Digital transformation and experiential touch points: building loyalty among globe shoppers
December 01, 2015
Whether it’s through technology or travel, we’ve never been as close to other countries and people as we are now. We are living in McLuhan’s prediction of a global village, where non-English speaking parents are still amazed to hear their prepubescent offspring yell at virtual teammates in Shakespeare’s language.
Above ages and frontiers, we are now all neighbours in exchange and in emotion, through uses that have made their ways in our day-to-day life. While we experience this global village, we make choices based on these virtual bounds, looking for the best experience, the more compelling testimonies. And when it comes to brands, this has proved to be a potential source of both opportunities and complications.
Making points of sale a key step of the digital customer journey
After years spent improvising the POS experience, with extremes such as companies willingly ignoring clients as a way to establish their pedigree, brands that are aspiring to digital maturity are discovering the importance of consistency and details in POS interactions, which is a critical moment for online/offline reputation. With the booms of e-commerce, m-commerce, s-commerce and soon enough of the other 23 letters of the alphabet, the point of sale needs to find its new definition.

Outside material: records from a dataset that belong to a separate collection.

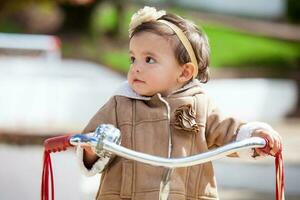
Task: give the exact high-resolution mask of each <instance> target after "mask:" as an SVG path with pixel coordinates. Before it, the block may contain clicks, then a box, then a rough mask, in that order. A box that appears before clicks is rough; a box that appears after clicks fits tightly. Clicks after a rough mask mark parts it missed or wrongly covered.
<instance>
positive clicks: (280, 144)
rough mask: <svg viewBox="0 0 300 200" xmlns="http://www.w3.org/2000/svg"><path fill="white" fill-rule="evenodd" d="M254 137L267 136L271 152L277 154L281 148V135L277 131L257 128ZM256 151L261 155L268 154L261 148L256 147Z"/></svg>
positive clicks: (252, 134) (264, 137)
mask: <svg viewBox="0 0 300 200" xmlns="http://www.w3.org/2000/svg"><path fill="white" fill-rule="evenodd" d="M252 137H262V138H266V139H268V141H269V147H270V154H271V155H273V156H275V155H276V154H277V153H278V152H279V151H280V150H281V147H282V146H281V145H282V138H281V136H280V135H279V134H278V133H277V132H275V131H267V130H261V129H259V130H256V131H254V133H253V134H252ZM255 151H256V153H257V154H258V155H260V156H266V155H268V154H267V152H264V151H262V149H261V148H255Z"/></svg>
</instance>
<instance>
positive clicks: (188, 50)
mask: <svg viewBox="0 0 300 200" xmlns="http://www.w3.org/2000/svg"><path fill="white" fill-rule="evenodd" d="M164 15H166V11H164V10H160V11H156V9H155V8H154V7H148V6H145V7H144V8H143V9H140V10H138V12H136V13H135V14H134V15H133V16H132V18H131V22H130V24H129V37H131V36H132V33H133V31H134V29H135V28H136V27H138V26H139V25H141V24H142V23H145V22H149V21H157V22H160V23H162V24H165V25H167V26H168V27H170V28H171V29H172V30H173V31H174V32H175V34H176V35H177V37H178V38H179V40H180V42H181V43H182V44H183V46H184V48H185V49H186V51H187V53H188V54H189V56H190V59H191V62H192V63H193V64H194V74H193V78H196V76H197V75H198V63H197V59H196V55H195V52H194V50H193V47H192V45H191V43H190V41H189V40H188V38H187V37H186V35H185V34H184V33H183V31H182V30H181V29H180V28H179V27H178V26H176V25H175V24H173V23H171V22H169V21H166V20H163V19H159V18H161V17H162V16H164Z"/></svg>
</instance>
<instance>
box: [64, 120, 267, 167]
mask: <svg viewBox="0 0 300 200" xmlns="http://www.w3.org/2000/svg"><path fill="white" fill-rule="evenodd" d="M108 126H109V127H107V125H106V127H104V128H103V125H100V126H99V127H98V128H97V129H96V131H95V132H94V133H93V134H94V135H96V136H97V137H95V136H89V135H86V134H76V135H73V136H71V137H70V139H69V142H70V144H71V145H72V146H90V147H92V148H93V149H94V150H95V151H96V152H97V154H98V155H99V154H100V155H102V153H103V152H105V151H106V152H110V153H113V154H116V155H118V156H121V157H124V158H127V159H130V160H134V161H138V162H142V163H145V164H150V165H153V166H161V167H166V168H178V167H189V166H193V165H198V164H201V163H205V162H208V161H213V160H216V159H219V158H222V157H224V156H226V155H230V154H232V153H235V152H238V151H240V150H244V149H249V148H264V147H265V146H266V143H267V142H266V140H265V139H263V138H260V137H252V138H248V139H245V140H242V141H237V142H232V143H229V144H227V145H224V146H222V147H219V148H216V149H213V150H210V151H207V152H204V153H201V154H197V155H192V156H188V157H181V158H164V157H159V156H153V155H149V154H146V153H141V152H137V151H134V150H131V149H128V148H125V147H123V146H120V145H119V144H120V132H119V131H116V130H118V129H116V128H114V127H113V126H111V125H108ZM97 134H98V135H97ZM99 135H100V137H99Z"/></svg>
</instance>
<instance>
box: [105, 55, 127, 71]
mask: <svg viewBox="0 0 300 200" xmlns="http://www.w3.org/2000/svg"><path fill="white" fill-rule="evenodd" d="M101 58H102V61H103V62H104V63H105V64H107V65H108V66H109V67H111V68H113V69H116V70H118V71H120V72H122V73H127V71H128V69H129V67H130V62H129V55H128V51H112V52H105V53H103V54H102V56H101Z"/></svg>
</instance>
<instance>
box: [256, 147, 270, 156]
mask: <svg viewBox="0 0 300 200" xmlns="http://www.w3.org/2000/svg"><path fill="white" fill-rule="evenodd" d="M255 151H256V153H257V154H258V155H259V156H266V155H267V154H266V153H265V152H264V151H262V150H261V149H258V148H257V149H255Z"/></svg>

So what role can it play, as consumers rely less and less on sellers to get information? As they walk into the door, they already know what they want. They have compared it thoroughly to other products or services and will outsmart your average salesman on a regular basis. Should sellers be expected to rival for pertinence with Amazon or Google’s algorithms? Should they complete technology in some way? Should they just disappear? Some brands started providing answers by rethinking points of sale through value creation in a global and incremental logic. The objective? To gain the global citizen’s loyalty. Because in our global village, transit visitors are a gold mine.
Globe Shopping: building ubiquitous loyalty
By globe shoppers, we refer to people for whom shopping is key in any travelling situation. This obviously includes tourists, but extends to business travellers and youth taking some time off to move around a bit, thanks to low-cost airlines and collaborative economies. What do we know about these globe shoppers so far? First we know that they spend up to 4 times more money in prestigious stores than your average traveller. And they exercise a much stronger online influence on their peers. Hence, globe shoppers must be considered as trendsetters and early adopters.
Companies that have so far succeeded to engage globe shoppers in a meaningful way have found the right balance between brand identity and cultural specificities. They have reconstructed their customer journey around their knowledge, empowering sellers as experience carriers.
Apple, global consistency precursor
Apple was one of the first companies to try and find a systematized approach to point of sale enhancement. Of course Apple invested a lot in greeting customers and looking after perfect design and packaging, but their success here goes beyond commercial transactions. If you asked departing customers, they would tell you it was a whole experience, pointing at the niceness and sincerity of the staff, the satisfactory efficiency of their service. It was not just a sale transaction; it was a warm welcome to a brand community where excited members were mandated and paid to help others. This was an experience they could symmetrically relive everywhere, with the same codes and consistency.
The main idea behind Apple’s success among globe shoppers is fundamental. Retailers need to provide a physical space that works as an extension of the brand promise, and offer services which cannot be accessed anywhere else. This means consistently deploying a flagship approach to drag in prospects and provide a haven for fans.
Listening, learning, incrementing
To achieve this kind of transformation, retailers need to start listening to consumers - way beyond old-school market studies. Digital spheres are always moving and it is time for brands to start using seismographs and seismologists, tools and analysts allowing to reactively and proactively interact with communities. Among billions of conversations happening everyday on social media are all the answers for any retailer trying to achieve sustainable, consistent changes. Going through these volumes and starting to gather insights can impact an organization at many different levels by setting up transversal synergies, which will make the world go round. At the end of the day, it’s all about knowing and loving your customer.